Input the target URL and activate Premium Proxies and the JS Rendering mode. In some cases, ZenRows automatically activates these parameters.
Select the Node js language option on the right and choose the API mode. This will generate your request code.
Copy the code and use your preferred HTTP client to make a request to the ZenRows API. The code below uses Axios.
// npm install axios
const axios = require('axios');
const url = 'https://www.scrapingcourse.com/cloudflare-challenge';
const apikey = '<YOUR_ZENROWS_API_KEY>';
axios({
url: 'https://api.zenrows.com/v1/',
method: 'GET',
params: {
'url': url,
'apikey': apikey,
'js_render': 'true',
'premium_proxy': 'true',
},
})
.then(response => console.log(response.data))
.catch(error => console.log(error));
Here's the result:
<html lang="en">
<head>
<!-- ... -->
<title>Cloudflare Challenge - ScrapingCourse.com</title>
<!-- ... -->
</head>
<body>
<!-- ... -->
<h2>
You bypassed the Cloudflare challenge! :D
</h2>
<!-- other content omitted for brevity -->
</body>
</html>
Awesome, right? That's how easy it is to bypass Cloudflare using ZenRows.
Method 2: Puppetteer
Another way to emulate natural user behavior is by running live browser instances. This allows you to handle JavaScript challenges and also render dynamic pages like a regular browser.
Puppeteer, the most popular JavaScript headless browser, lets you do that.

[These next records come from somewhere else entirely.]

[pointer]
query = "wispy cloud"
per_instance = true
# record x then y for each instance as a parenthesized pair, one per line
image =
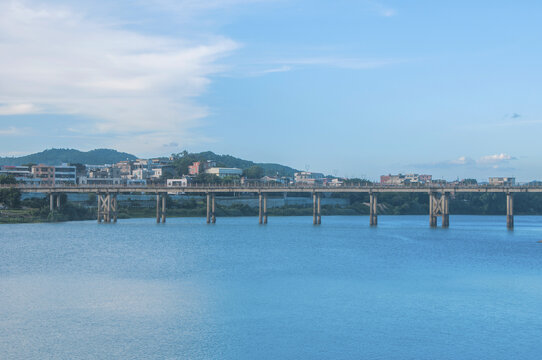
(381, 9)
(57, 60)
(493, 161)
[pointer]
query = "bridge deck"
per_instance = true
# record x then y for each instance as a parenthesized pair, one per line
(157, 189)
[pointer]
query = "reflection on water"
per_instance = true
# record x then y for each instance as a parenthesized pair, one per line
(237, 290)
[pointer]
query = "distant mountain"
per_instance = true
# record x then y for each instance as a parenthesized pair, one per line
(59, 156)
(231, 161)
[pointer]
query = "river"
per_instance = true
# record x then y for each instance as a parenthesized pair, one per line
(286, 290)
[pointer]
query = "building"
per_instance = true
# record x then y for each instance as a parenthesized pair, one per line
(200, 167)
(406, 179)
(223, 172)
(502, 181)
(309, 178)
(83, 180)
(20, 173)
(65, 174)
(45, 174)
(177, 182)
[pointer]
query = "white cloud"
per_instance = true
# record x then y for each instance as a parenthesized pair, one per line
(496, 158)
(56, 60)
(18, 109)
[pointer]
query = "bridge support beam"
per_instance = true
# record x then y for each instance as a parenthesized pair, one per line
(260, 208)
(314, 221)
(213, 209)
(510, 211)
(265, 208)
(104, 207)
(208, 208)
(438, 206)
(164, 199)
(318, 209)
(160, 208)
(114, 207)
(373, 214)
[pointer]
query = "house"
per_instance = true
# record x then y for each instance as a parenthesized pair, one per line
(223, 172)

It offers a high-level API for automating Chrome via the DevTools protocol, allowing you to interact with web page elements like you would in a browser.
Moreover, you can include additional configurations like premium proxies and user agent rotation to better your chances.
Unlike Cloudscraper, Puppeteer is actively maintained by the Chrome browser automation team and boasts one of the largest developer communities.
For more information, check out this guide on Puppeteer web scraping.
However, you should know that Puppeteer doesn't guarantee a 100% success rate. Advanced Cloudflare systems can easily detect its automation properties and deny you access.
In such cases, consider web scraping APIs like ZenRows.
Method #3: Undetected ChromeDriver
Undetected ChromeDriver (UC) patches the standard Selenium ChromeDriver to avoid triggering anti-bot detection mechanisms. This makes it harder for websites to identify your scraper.
While it's originally a Python library, you can adopt it for JavaScript web scraping.
This blog on using Undetected ChromeDriver with NodeJS gives a step-by-step guide on achieving that.
Like Puppeteer, UC has its limitations. While it may work against basic anti-bot protection like those on home pages, advanced Cloudflare systems will block your request.
Conclusion
Although Cloudscraper is not the best option for bypassing Cloudflare using JavaScript, other options exist to get you over the hump. The three discussed in this article (ZenRows, Puppeteer, and Undetected Chromedriver) are powerful alternatives.
However, the most effective and only surefire way to avoid getting blocked while web scraping in JavaScript is using Web scraping APIs like ZenRows.